Бестужев хотел сказать, что именно восточные черты делают ее особенно привлекательной, но постеснялся смутить эту красивую, еще молодую, около сорока лет, женщину.

— Когда русские вышли на Амур, Гантимур подружился с ними, попросил подданства России. Императору Канси это не понравилось — какой пример другим приамурским племенам! Он стал требовать выдачи Гантимура. Нерчинский воевода отказал, тогда маньчжуры пошли на Албазин, взяли его штурмом, затем осадили Нерчинск и заставили подписать договор, по которому путь на Амур для России был закрыт. Гантимур стал кочевать со своим племенем по Шилке и Конде. Царь Алексей Михайлович за верность России присвоил ему титул князя. Те, что жили на Конде, назывались кондинскими, отсюда и наша фамилия.


Строительство барж в Бянкине задерживалось, и Бестужев провел у Кандинских целую неделю. Уставая от неурядиц и хлопот, он проводил вечера в беседах с Ксенофонтом Алексеевичем и Марией Алексеевной, играл в шахматы с Ваней и его кузеном Витей, который был не по возрасту смышлен и развит.[9] Потом Ваня и Витя уехали в Кяхту. Когда гостиная была пуста, Бестужев с удовольствием музицировал на рояле.

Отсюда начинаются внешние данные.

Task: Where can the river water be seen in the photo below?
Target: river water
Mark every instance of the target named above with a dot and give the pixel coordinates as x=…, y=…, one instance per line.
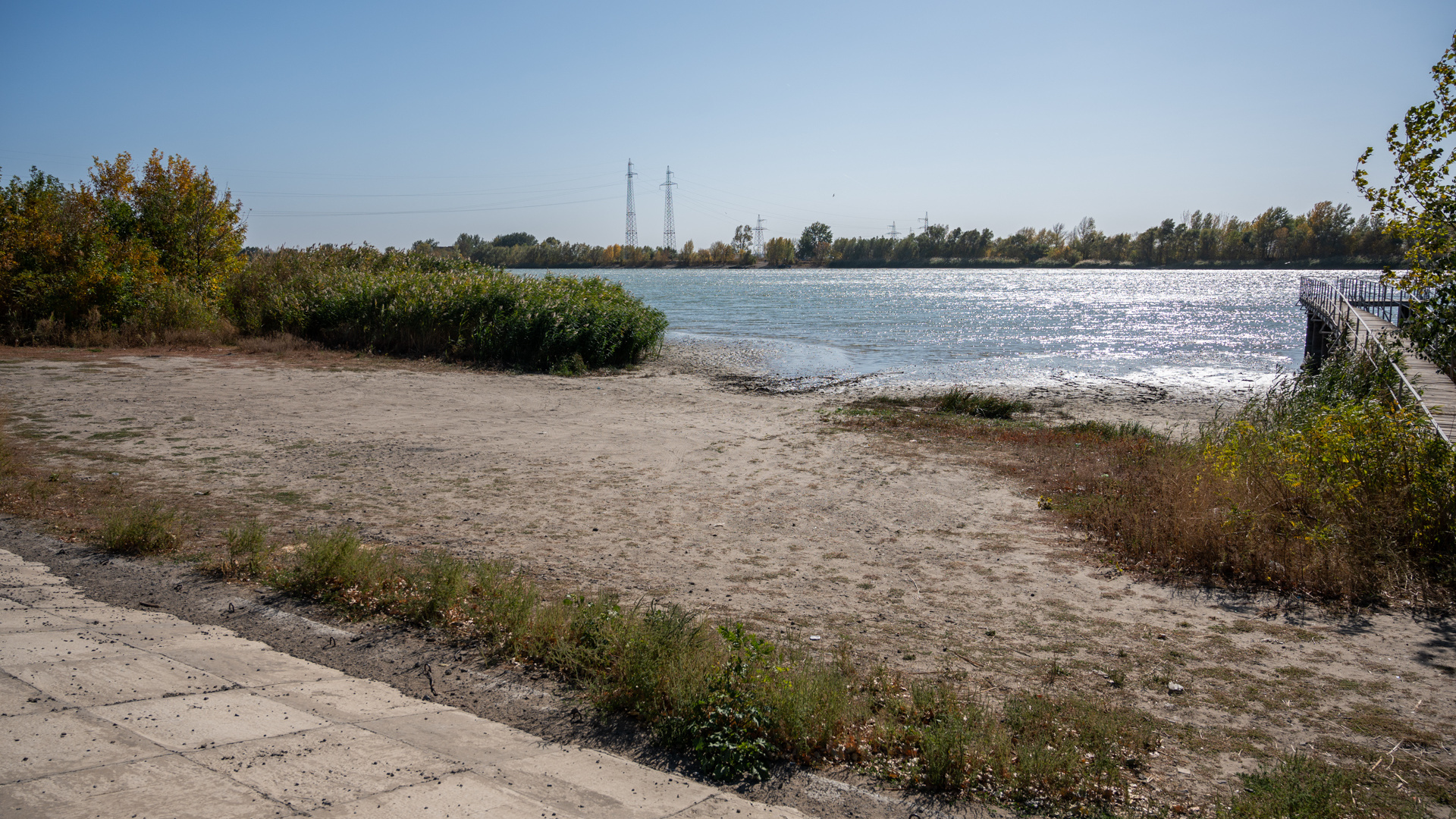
x=1175, y=328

Вряд ли он узнал бы о своих музыкальных способностях, если бы не выиграл в лотерее фортепиано. Случилось это уже на поселении в Селенгинске. Однажды, когда в доме никого не было, он попробовал сыграть песню. «Что ни ветр шумит во сыром бору», слова которой сочинил на каторге в честь восстания южан. Первый опыт ободрил его, и он стал подбирать мелодии Алябьева, Глинки, Булахова. А самую сокровенную для него мелодию он долго не осмеливался трогать. Слишком дорога была она, чтобы портить плохим исполнением. Позднее он все же решился и разбередил давнюю душевную рану.

Впервые «Пассакалью» Генделя Мишель услышал с Анетой, дочерью адмирала Михайловского. Она сидела взволнованная и мелодией, и присутствием Мишеля, и мечтами о будущем, связанными с ним, тогда молодым лейтенантом флота. Потом она стала играть «Пассакалью» на арфе. Мелодия Генделя стала как бы символом их отношений и навсегда связалась в памяти с образом Анеты.

Накануне восстания, оказавшись неподалеку от дома Михайловских, он решил проститься с Анетой. Дом был полон гостей, звучала музыка. Анета очень обрадовалась приходу Мишеля, с удовольствием танцевала с ним. Как же мила, прекрасна была она тогда! Побыв там совсем немного, он решил незаметно удалиться. Выйдя в переднюю, надел шинель, но из-за волнения никак не мог застегнуть крючки. Однако Анета увидела его и обиженно спросила, почему он уходит. Мишель обнял ее, поцеловал и молвил: «Прощай, мой друг!» Дрогнувший голос, глаза выдали его, она догадалась, на что решился он, — город гудел слухами о заговоре, побелела как полотно и рухнула без чувств. Уложив ее на диван и воспользовавшись поднявшейся суматохой, он выбежал на улицу…

Загрузка...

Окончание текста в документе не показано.